P15 aptamer inhibits the cell motility and invasiveness of pancreatic cancer cells

Vimentin is related with EMT during tumor metastasis (35). Because both cell migration and invasion play a decisive role in the dissemination of cancer cells and metastasis, we further investigated the cell motility and invasion in vitro. For the motility of pancreatic cancer cells, a classic wound-healing assay in which the cell monolayer was scratched and cells migrating to the wound area were monitored at different time points. Compared with control, the cells treated with P15 showed a wider wound distance after wound generation, and took a longer time to fill in the wound area, indicating a defect in migration (Fig. 4A and B).

Figure 4.
Figure 4.

Cell migration and invasion assays. A, Phase contrast images of wound healing assay were taken at 0 hour (immediately after scratching) and at the indicated time intervals in irrelevant aptamer (top panels) and the wound open in P15-treated cells (bottom). Final concentration (3 μmol/L) of folded P15 was added into media after scratching. Control (irrelevant aptamers) showed the wound closure at 20 hours. Scale bar, 100 μm. B, The results of wound-healing assay represented the mean of three measures of each wounded area. Error bars, mean ± standard deviation (N = 3). Student t test was used for the statistical significance analysis. *, P ≤ 0.05; **, P ≤ 0.01; ***, P ≤ 0.001. C, Chemotaxis cell invasion assay by IncuCyte live-cell imaging system. Integrated metrics quantified the chemotactic response using 1,000 cells per well. Data were normalized to negative control. Each group is shown in quadruplicate. Student t test was used for the statistical significance analysis. *, P ≤ 0.05. **, P ≤ 0.01; ***, P ≤ 0.001. D, Serum stability of P15 in human and mice serum. Folded P15 was incubated in 50% of human and mice serum for indicated time intervals at 37°C and the aptamer samples were separated by denaturing PAGE gel electrophoresis. E, The intact aptamer (%) was plotted as a function of the incubation time (0 to 48 hours) and fitted using a non-linear one-phase decay model (GraphPad).
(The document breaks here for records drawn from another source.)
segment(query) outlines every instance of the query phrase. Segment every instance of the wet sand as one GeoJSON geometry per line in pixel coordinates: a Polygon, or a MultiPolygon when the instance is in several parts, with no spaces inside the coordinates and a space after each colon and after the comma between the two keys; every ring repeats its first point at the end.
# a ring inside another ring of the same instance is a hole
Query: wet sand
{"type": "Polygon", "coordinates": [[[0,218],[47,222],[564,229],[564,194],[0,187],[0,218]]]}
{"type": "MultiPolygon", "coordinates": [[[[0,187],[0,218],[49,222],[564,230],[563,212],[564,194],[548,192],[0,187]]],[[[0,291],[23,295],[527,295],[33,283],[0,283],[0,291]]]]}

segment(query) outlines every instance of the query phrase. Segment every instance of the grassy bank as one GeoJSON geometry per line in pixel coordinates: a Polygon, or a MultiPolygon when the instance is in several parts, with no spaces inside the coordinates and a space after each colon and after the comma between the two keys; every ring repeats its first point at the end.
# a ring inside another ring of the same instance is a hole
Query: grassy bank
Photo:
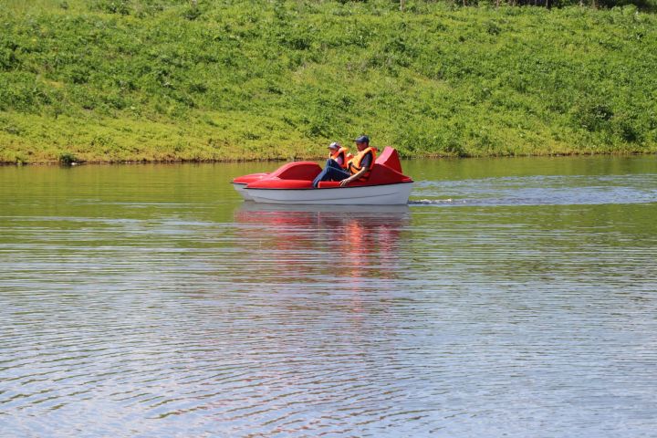
{"type": "Polygon", "coordinates": [[[0,0],[0,162],[657,151],[633,6],[0,0]]]}

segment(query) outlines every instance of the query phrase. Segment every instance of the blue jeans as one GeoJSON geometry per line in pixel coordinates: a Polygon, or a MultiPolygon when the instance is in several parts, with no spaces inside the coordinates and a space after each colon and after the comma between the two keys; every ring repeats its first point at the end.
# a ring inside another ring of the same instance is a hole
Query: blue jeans
{"type": "Polygon", "coordinates": [[[313,187],[317,189],[320,181],[342,181],[349,176],[351,173],[339,167],[335,160],[329,158],[327,161],[327,166],[313,181],[313,187]]]}

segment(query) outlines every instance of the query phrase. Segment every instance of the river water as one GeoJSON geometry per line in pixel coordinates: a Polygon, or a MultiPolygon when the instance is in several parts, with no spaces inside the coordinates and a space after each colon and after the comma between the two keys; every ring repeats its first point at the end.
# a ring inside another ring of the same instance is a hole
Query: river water
{"type": "Polygon", "coordinates": [[[655,158],[403,165],[366,209],[0,168],[0,435],[656,436],[655,158]]]}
Tumor migration assay was done using uncoated Boyden chamber to examine the in vitro invasion ability of tumor cells. Cells that migrated to the bottom of the transwells were directly quantified by visualization using phase-contrast. Compared with the control group, P15-treated groups (3,000 nmol/L and 1,000 nmol/L for 24, 36, and 48 hours of incubation) displayed significantly inhibited cell migration (Fig. 4C). Groups treated with lower levels of P15 (333 nmol/L and 111 nmol/L) displayed cell invasiveness statistically equivalent to control (Fig. 4C). These results strongly indicate the P15 inhibits the tumor cell invasion. To figure out the nuclease resistance of P15, the serum stability of P15 in human and mice was assessed. Even though 2 F′ pyrimidine modified nucleotides was incorporated during the SELEX process to increase the nuclease resistance, the intensity of the band (representing the amount of intact aptamer) decreases with time, indicating degradation of the full-length of aptamer (Fig. 4D). The biological half-life of the P15 was about 3.37 hours in mice serum and 20.7 minutes in human serum (Fig. 4E).
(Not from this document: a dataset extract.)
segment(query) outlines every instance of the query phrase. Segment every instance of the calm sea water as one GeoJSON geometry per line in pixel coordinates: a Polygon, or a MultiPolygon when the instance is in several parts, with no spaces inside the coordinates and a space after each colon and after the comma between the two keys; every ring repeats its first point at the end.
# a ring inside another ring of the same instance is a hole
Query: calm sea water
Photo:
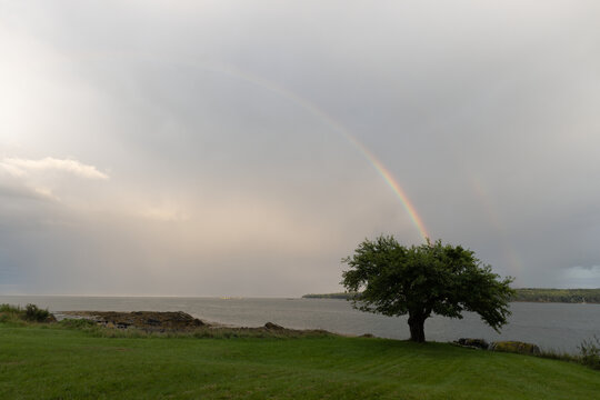
{"type": "MultiPolygon", "coordinates": [[[[232,326],[259,327],[270,321],[287,328],[372,333],[391,339],[409,337],[406,317],[357,311],[344,300],[0,296],[0,303],[36,303],[50,311],[184,311],[204,321],[232,326]]],[[[428,319],[426,337],[434,341],[464,337],[520,340],[569,352],[577,352],[582,340],[600,337],[600,304],[516,302],[511,303],[511,311],[500,334],[481,322],[479,316],[466,313],[462,320],[437,316],[428,319]]]]}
P15 aptamer is associated with downregulation of MMP3

As vimentin is a biomarker for EMT, to investigate the downstream effects of P15 in EMT, EMT-related gene expression was analyzed by PCR array after treatment of P15 in PANC-1. Among 84 key EMT-related genes, five genes were identified as differently expressed genes (DEGs). In five DEGs, VCAN (Versican) and COL1A2 (Collagen, Type I, Alpha 2) were upregulated. MMP3 (Matrix Metallopeptidase 3), IL1RN (Interleukin 1 Receptor Antagonist), and TWIST 1 (Twist Family BHLH Transcription Factor 1) were downregulated compared with non-treated control (Fig. 5A). MMP3, an upregulated gene in EMT, was interestingly downregulated in P15-treated cells in this study. To confirm the gene expression analysis by PCR array, relative quantitative real-time PCR was performed again. The consistent downregulation of MMP3 showed in 24 and 48 hours after treatment of P15 (Fig. 5B).

Figure 5.
Figure 5.

EMT-related gene profiling and cell proliferation assay. A, 84 key genes involved in EMT were profiled by the Human EMT RT² Profiler PCR Array. VCAN and COL1A2 were upregulated. MMP3, IL1RN, and TWIST 1 were downregulated in P15-treated PANC-1. B, Relative transcript expression for MMP3 mRNA was quantified by real-time PCR. HPRT was used for the housekeeping gene to normalize. One-way ANOVA test was used for the statistical significance analysis. *, P ≤ 0.05; **, P ≤ 0.01; ***, P ≤ 0.001. C, Cell proliferation assay was performed by MTT assay. No significant results have been observed. One-way ANOVA test was used for the statistical significance analysis.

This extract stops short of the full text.